It sounds surprising, but estimates suggest that roughly half of people who have had a heart attack, didn’t actually realize they were having one. These so called silent heart attacks are only diagnosed after the event, but of course early detection is vital to successful treatment.
A new study from Flinders University, Australia, utilizes an avatar-based application to help people better understand the symptoms of a heart attack, and to then get the help they need. When the app was tested, users were more likely to call for an ambulance when they detected symptoms, which subsequently resulted in fewer hospital admissions.
“Most deaths from heart attacks occur within the first few hours of symptom onset,” the researchers say. “The death rate can be halved by getting patients to hospital more quickly. Delays occur mainly because patients don’t recognise symptoms or know to call an ambulance.”
The SAVE app2 uses a virtual avatar in the shape of a nurse, who is called Cora. Cora aims to teach users about the various heart attack warning signs and symptoms, and also what they should do when these symptoms occur. It comes in four main parts:
- A heart attack warning sign quiz
- A library of the signs and symptoms, and insight into the most common ones in both men and women
- Insight into what you should do when having a heart attack
- A test to gauge your knowledge
In early tests of an admittedly tiny sample, the app improved users ability to recognize symptoms and respond accordingly. This was sufficient encouragement to prompt a larger, randomized control trial.
The results of this trial have recently been presented, and revealed similar results to the initial trial. 70 heart attack survivors were allocated to the app, plus a control group who were using traditional interventions. Each user followed the intervention for six months.
The intervention was measured according to both knowledge of symptoms/responses and ambulance use and hospitalisation incidences during and after the study period. The results revealed that app users were twice as likely to call the ambulance after symptoms occurred, yet despite this spent roughly half as long in hospital because of heart problems than those in the control group.

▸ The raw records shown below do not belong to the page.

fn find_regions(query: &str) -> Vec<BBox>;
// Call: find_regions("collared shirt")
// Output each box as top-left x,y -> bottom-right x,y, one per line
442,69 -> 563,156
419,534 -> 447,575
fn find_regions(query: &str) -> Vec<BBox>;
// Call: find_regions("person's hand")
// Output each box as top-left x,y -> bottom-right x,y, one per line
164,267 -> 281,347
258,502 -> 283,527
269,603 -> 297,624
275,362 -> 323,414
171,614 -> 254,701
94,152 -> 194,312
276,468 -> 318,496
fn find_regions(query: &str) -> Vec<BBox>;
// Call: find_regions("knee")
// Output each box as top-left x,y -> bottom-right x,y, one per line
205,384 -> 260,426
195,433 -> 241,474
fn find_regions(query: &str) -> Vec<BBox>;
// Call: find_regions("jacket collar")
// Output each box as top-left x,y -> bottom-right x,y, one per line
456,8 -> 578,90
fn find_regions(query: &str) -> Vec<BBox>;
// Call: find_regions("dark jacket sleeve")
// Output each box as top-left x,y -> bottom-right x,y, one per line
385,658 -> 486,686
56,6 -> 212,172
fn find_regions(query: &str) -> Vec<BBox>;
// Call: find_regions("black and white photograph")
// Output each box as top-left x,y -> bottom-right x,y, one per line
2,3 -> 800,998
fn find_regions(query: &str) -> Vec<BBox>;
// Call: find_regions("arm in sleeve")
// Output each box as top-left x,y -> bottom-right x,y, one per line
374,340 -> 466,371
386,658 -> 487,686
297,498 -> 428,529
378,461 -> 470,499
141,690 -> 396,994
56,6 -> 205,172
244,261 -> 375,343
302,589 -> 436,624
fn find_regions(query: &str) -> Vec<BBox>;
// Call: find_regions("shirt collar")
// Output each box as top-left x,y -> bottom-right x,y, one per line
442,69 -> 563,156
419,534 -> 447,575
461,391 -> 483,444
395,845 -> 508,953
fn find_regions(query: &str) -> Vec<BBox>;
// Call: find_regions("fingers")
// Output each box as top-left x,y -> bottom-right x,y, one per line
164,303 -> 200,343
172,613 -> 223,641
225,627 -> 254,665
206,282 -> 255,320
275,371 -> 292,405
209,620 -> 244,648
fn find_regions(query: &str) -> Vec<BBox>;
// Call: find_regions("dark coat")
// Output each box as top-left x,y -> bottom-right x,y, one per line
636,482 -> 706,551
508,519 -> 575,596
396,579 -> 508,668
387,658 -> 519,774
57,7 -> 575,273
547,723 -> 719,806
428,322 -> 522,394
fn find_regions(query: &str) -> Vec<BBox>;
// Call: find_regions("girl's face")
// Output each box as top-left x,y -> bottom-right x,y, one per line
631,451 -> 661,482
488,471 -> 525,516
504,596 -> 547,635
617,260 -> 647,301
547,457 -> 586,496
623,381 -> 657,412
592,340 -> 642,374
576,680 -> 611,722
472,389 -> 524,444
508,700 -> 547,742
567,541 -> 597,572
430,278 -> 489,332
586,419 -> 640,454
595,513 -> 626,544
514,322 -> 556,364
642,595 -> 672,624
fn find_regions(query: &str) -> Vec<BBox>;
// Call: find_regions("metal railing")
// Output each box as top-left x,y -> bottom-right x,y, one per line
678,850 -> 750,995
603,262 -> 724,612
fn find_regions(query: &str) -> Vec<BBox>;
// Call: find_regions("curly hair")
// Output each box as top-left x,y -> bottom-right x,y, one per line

The results are impressive as both groups began the experiment with a similar level of knowledge, both of symptoms and the correct response. The app users revealed however that they felt considerably more confident in recognizing heart attack symptoms and the most effective response to them.
“Our study shows that patients using an avatar-based app are more likely to call emergency if they have heart attack symptoms and spend less time in hospital. A larger trial is needed to see if this translates into quicker treatment and increased survival,” the author says.
“Nurses have limited time to provide discharge education and often encounter literacy and language barriers. This avatar app will be an essential tool to help overcome these difficulties. The pictures do not require patients to read, and we are translating the content so that Cora speaks 144 languages,” they continue.